La seule évidence aujourd’hui est que cela traine quant à la réouverture des frontières. Comment expliquez-vous cela ?

Toujours est-il que l’impact est de plus en plus perceptible sur notre capacité productive. Ce n’est pas la peine de faire la politique de l’autruche. Son impact a commencé par être sévère pour le pays. Je donne l’exemple du secteur pétrolier. Le “kpayo“, c’est 90% du besoin national. Savez-vous ce que cela représente des milliards de FCFA d’importation ? Si l’Etat devrait importer l’équivalent de l’essence “kpayo”, c’est beaucoup d’argent or pour le Kpayo, l’Etat ne dépense aucune de ses devises. C’est énorme comme avantage pour le Bénin. Un pays soucieux doit veiller à cela. Parce que où trouver l’équivalent pour importer l’essence. La destruction de 60 000 emplois et les répercussions sur la vie sociale, est-ce qu’on l’a prévu ? Cela suffit pour que nous restions actifs à ce qui se passe entre nos deux pays. Je ne veux même pas évoquer ce que la réexportation apporte aux recettes douanières et au Trésor. Quand on allait privatiser la Sonacop, je fais partie de ceux qui sont allés voir les autorités nigérianes pour demander qu’ils nous couvrent. Parce que si on fait passer la Sonacop dans les mains des nationaux comme Séfou Fagbohoun, les cartels internationaux qui étaient intéressés vont lui créer des problèmes. Donc on a demandé au Nigéria de nous couvrir et ils nous ont demandé d’estimer nos besoins en carburant. Quand on a évalué, cela fait 10% de la consommation de la ville de Lagos seulement. Et sur la base de cela, les autorités nigérianes nous ont laissé nous approvisionner sur leur marché. Tout le monde doit être conscient des réalités de nos relations avec le Nigéria. C’est le Nigéria qui fait le Ghana aujourd’hui. L’investissement publique au Ghana est assurée par les nigérians à 40%, le reste ce sont les indiens. Or nous sommes plus proches du Nigéria. C’est clair que nous n’avons pas de la diplomatie. Mais il faut qu’on sache que s’il y a un problème, la France ne viendra pas à notre secours contre le Nigéria. Parce que c’est dans ce pays qu’ils se beurrent aujourd’hui en Afrique et non en Côte d’ivoire, au Sénégal et au Gabon. Ils feront juste des tentatives de médiation hypocrite mais ils ne nous protégeront pas, il faut que les béninois le savent et qu’ils en soient conscients.

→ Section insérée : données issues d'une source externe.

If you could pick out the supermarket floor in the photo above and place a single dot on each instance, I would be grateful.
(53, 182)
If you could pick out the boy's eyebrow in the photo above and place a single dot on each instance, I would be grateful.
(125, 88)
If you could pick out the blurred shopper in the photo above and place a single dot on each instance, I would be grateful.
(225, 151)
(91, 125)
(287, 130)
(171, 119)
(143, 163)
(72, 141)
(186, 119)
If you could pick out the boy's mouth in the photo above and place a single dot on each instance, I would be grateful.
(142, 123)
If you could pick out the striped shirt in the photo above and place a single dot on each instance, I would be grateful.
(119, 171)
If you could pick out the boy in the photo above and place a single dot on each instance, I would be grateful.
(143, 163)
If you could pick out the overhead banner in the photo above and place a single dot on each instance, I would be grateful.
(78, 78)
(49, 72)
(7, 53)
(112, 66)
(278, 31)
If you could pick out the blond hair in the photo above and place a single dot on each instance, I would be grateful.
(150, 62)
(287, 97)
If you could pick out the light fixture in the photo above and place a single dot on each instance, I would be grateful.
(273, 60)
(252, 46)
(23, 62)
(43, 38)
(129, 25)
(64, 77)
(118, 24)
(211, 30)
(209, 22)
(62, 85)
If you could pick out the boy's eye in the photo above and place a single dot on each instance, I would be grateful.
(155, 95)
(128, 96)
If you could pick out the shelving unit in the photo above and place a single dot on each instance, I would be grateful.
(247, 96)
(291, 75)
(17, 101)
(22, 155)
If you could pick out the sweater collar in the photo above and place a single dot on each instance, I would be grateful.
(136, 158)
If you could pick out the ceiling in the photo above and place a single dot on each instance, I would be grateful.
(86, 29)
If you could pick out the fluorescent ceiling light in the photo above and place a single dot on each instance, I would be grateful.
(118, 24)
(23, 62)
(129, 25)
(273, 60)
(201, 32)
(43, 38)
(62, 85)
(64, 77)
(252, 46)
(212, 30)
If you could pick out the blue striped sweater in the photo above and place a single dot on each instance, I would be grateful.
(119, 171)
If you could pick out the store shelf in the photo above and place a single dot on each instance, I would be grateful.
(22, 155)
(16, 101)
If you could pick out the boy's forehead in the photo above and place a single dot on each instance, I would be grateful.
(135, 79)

Etes-vous sceptiques quant à la réouverture des frontières avec le Nigéria ?

Je n’ai pas d’état d’âme mais si le Bénin ne met pas en place une politique préventive dynamique, cela peut rester comme cela des années. Parce que ce n’est pas la première fois. Entre Avril 1984 et février 1986, nous avons connu deux ans de fermeture de frontière donc ça peut durer longtemps mais les conditions à l’époque étaient meilleures que celles d’aujourd’hui. Parce que des problèmes diplomatiques étaient meilleures à l’époque.